Mapping Literary Utah is a not-for-profit web archive of Utah poets and writers, past and present. Created by Paisley Rekdal, Utah’s fifth poet laureate, with the help of a fellowship from the Academy of American Poets and the researchers Maria Alberto and Robert Kennedy, Mapping Literary Utah features the work of native-born Utahns or current residents, as well as of writers who spent a significant period of their creative life in the state.

The purpose of Mapping Literary Utah is to chart the state’s wide-ranging literary landscape through brief author biographies, work samples, photos and video or audio material. Because visitors to the site can find authors by region as well as by name and literary genre, we hope they are encouraged to determine for themselves if there are connections between an author, her creative work and environment, or even between different authors attached to the same place over time.

Mapping Literary Utah is an archive of creative authorship, not a gatekeeper of literary merit. It includes videos of slam poets and oral storytellers. It samples work from experimental, romance, mystery, sci-fi, horror, fantasy, literary, and children’s and young adult literature authors. It gathers together creative nonfiction writers who span the range from eco-critical personal essays to hybrid-genre nonfiction. It celebrates cowboy poets and podcast memoirists, it showcases the historically notable alongside the just-emerging. It embraces the work of bilingual authors and spotlights the work of Utah literary societies.

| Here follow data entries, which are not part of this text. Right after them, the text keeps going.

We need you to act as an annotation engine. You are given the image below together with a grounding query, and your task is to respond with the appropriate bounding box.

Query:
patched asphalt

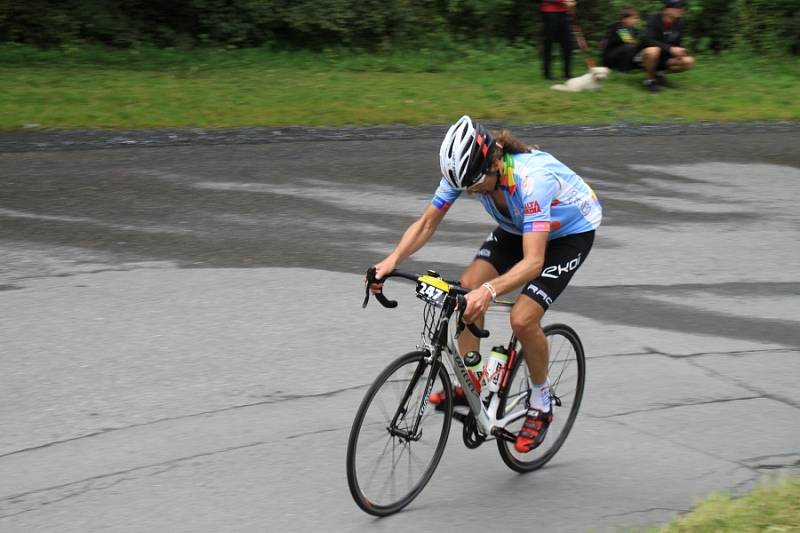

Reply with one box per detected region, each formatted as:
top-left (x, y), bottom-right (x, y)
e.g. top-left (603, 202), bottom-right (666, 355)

top-left (0, 123), bottom-right (800, 531)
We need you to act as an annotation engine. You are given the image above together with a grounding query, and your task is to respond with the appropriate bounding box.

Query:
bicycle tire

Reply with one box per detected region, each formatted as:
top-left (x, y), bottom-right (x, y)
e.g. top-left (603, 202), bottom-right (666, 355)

top-left (347, 351), bottom-right (453, 516)
top-left (497, 324), bottom-right (586, 473)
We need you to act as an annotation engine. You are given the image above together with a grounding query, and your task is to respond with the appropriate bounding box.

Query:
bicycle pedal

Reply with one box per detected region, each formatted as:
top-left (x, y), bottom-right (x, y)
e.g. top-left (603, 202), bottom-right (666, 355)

top-left (492, 428), bottom-right (517, 442)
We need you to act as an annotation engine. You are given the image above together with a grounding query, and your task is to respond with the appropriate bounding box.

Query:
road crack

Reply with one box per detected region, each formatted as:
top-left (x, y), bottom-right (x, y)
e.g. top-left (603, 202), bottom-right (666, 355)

top-left (0, 383), bottom-right (370, 459)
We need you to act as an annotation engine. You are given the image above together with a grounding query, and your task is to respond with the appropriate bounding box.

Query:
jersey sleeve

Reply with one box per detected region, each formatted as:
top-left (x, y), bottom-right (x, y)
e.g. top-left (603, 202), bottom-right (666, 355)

top-left (521, 172), bottom-right (558, 233)
top-left (431, 178), bottom-right (461, 213)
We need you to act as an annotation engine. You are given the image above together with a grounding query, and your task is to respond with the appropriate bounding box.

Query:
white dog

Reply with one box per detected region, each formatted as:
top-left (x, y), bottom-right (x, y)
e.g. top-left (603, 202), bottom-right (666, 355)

top-left (550, 67), bottom-right (611, 93)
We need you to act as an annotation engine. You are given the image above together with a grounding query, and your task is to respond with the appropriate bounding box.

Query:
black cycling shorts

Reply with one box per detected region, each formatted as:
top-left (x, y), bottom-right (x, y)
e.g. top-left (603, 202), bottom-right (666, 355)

top-left (475, 226), bottom-right (594, 311)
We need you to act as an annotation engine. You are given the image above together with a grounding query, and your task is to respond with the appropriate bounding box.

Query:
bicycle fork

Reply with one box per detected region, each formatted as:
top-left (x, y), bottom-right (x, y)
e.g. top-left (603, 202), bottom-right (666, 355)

top-left (386, 357), bottom-right (442, 441)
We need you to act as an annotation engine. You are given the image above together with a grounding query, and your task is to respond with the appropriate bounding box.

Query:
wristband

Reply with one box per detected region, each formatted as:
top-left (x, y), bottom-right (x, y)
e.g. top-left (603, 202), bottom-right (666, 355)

top-left (481, 281), bottom-right (497, 301)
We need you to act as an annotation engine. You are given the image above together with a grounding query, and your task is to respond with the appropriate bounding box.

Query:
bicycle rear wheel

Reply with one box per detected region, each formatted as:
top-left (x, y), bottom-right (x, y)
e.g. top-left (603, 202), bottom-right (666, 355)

top-left (347, 351), bottom-right (453, 516)
top-left (497, 324), bottom-right (586, 472)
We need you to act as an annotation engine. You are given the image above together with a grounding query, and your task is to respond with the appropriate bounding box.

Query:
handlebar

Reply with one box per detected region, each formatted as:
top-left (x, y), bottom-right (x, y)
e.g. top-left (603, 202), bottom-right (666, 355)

top-left (361, 267), bottom-right (489, 339)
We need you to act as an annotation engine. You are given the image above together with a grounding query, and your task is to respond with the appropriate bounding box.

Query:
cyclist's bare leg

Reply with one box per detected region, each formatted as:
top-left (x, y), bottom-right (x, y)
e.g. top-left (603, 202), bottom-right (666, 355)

top-left (458, 259), bottom-right (498, 355)
top-left (511, 295), bottom-right (549, 383)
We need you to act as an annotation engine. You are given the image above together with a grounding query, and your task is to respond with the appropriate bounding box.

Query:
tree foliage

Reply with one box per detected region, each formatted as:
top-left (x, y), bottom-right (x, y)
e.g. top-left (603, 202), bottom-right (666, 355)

top-left (0, 0), bottom-right (800, 54)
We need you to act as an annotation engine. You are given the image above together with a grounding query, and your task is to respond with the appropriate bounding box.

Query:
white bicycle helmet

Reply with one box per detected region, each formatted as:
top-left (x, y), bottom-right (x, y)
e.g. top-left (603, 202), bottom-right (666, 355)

top-left (439, 115), bottom-right (495, 189)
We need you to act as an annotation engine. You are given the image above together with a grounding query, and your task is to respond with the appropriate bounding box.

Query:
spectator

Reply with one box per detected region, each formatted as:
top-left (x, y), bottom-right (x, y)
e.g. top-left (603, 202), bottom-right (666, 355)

top-left (601, 7), bottom-right (642, 72)
top-left (539, 0), bottom-right (575, 80)
top-left (641, 0), bottom-right (694, 92)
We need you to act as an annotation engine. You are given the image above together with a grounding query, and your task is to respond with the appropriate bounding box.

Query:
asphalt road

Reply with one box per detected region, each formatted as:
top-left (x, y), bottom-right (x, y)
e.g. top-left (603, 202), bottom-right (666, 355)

top-left (0, 125), bottom-right (800, 532)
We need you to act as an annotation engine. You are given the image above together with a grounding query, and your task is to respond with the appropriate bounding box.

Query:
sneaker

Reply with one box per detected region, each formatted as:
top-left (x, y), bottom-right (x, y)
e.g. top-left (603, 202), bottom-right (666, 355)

top-left (428, 386), bottom-right (468, 407)
top-left (514, 407), bottom-right (553, 453)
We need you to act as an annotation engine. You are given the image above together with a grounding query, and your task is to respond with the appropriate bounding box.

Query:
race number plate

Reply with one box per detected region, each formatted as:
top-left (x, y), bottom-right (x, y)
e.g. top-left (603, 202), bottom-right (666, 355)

top-left (417, 276), bottom-right (450, 305)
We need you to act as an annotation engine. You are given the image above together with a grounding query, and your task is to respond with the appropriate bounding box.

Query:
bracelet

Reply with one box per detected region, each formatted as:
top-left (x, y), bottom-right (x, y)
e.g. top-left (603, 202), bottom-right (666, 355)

top-left (481, 281), bottom-right (497, 301)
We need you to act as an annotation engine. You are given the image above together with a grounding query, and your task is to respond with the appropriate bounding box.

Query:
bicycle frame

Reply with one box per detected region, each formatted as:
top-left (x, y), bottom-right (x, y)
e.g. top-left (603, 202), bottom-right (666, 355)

top-left (444, 302), bottom-right (527, 439)
top-left (363, 271), bottom-right (527, 441)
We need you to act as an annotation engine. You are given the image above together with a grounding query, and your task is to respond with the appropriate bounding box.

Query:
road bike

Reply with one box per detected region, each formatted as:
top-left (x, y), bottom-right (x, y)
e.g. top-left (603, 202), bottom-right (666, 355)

top-left (347, 268), bottom-right (586, 516)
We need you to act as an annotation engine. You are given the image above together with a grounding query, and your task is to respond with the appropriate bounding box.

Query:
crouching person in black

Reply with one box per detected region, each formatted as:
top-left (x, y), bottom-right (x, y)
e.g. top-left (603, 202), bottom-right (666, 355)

top-left (641, 0), bottom-right (694, 92)
top-left (602, 7), bottom-right (642, 72)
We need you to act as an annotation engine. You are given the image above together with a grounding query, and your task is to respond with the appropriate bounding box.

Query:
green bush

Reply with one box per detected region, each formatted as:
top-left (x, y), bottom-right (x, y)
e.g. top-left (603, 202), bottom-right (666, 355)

top-left (0, 0), bottom-right (800, 54)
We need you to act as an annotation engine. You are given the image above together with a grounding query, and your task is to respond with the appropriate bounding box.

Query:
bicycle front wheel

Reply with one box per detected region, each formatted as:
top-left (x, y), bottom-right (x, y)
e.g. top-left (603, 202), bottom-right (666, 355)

top-left (347, 351), bottom-right (453, 516)
top-left (497, 324), bottom-right (586, 472)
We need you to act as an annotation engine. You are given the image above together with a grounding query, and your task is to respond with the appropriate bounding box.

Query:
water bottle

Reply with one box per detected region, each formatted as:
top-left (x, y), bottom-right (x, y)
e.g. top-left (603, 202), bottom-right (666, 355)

top-left (485, 346), bottom-right (508, 392)
top-left (464, 351), bottom-right (483, 393)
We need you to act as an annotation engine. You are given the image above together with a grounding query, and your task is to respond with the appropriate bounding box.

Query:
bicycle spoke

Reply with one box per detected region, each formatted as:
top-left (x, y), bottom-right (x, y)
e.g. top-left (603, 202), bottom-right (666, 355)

top-left (348, 352), bottom-right (452, 515)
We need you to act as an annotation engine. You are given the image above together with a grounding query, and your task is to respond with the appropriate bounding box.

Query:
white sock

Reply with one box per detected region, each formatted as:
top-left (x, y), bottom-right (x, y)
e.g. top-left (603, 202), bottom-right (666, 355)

top-left (528, 379), bottom-right (550, 413)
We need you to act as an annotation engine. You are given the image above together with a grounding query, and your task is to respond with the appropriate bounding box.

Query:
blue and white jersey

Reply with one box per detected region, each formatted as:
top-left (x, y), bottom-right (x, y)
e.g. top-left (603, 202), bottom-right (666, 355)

top-left (432, 150), bottom-right (603, 240)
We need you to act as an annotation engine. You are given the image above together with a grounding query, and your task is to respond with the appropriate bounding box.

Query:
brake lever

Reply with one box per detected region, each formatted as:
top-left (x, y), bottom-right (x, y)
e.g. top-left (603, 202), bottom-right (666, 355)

top-left (361, 267), bottom-right (397, 309)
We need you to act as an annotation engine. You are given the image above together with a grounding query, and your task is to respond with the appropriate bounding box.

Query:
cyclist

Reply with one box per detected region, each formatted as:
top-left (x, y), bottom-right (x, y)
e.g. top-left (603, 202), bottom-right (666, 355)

top-left (372, 116), bottom-right (602, 453)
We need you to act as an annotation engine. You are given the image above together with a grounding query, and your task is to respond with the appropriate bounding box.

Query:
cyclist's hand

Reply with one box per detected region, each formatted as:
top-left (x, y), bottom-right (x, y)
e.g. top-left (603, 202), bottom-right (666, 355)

top-left (463, 287), bottom-right (492, 324)
top-left (370, 257), bottom-right (397, 294)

Still, because an archive must have constraints to remain meaningful as an archive, Mapping Literary Utah does have criteria for an author’s inclusion. For genres or literary practices whose primary convention is publication, writers must have at least one full-length creative work published by a peer-reviewed independent, university, commercial or collective press. Though writers may write in a variety of fields, they must have published at least one full-length creative work. Mapping Literary Utah does not include writers whose sole work is in biography, self-help, history, art history, health, science writing, or journalism since, though these genres may feature literary qualities, they are not meant to be seen as works primarily of imagination or self-invention. The site also does not include authors, like Mark Twain or Thomas Wolfe, who may have set their writing in Utah, but who themselves did not reside in the state. In order to represent as much of the state as fairly as possible, Mapping Literary Utah does not feature writers who resided in Utah solely for graduate educational purposes, as this would heavily skew the archive toward the Wasatch Front. Finally, the site does not feature diaries, letters, hymnals or other documents and genres primarily of familial, spiritual or historic, not literary, intent.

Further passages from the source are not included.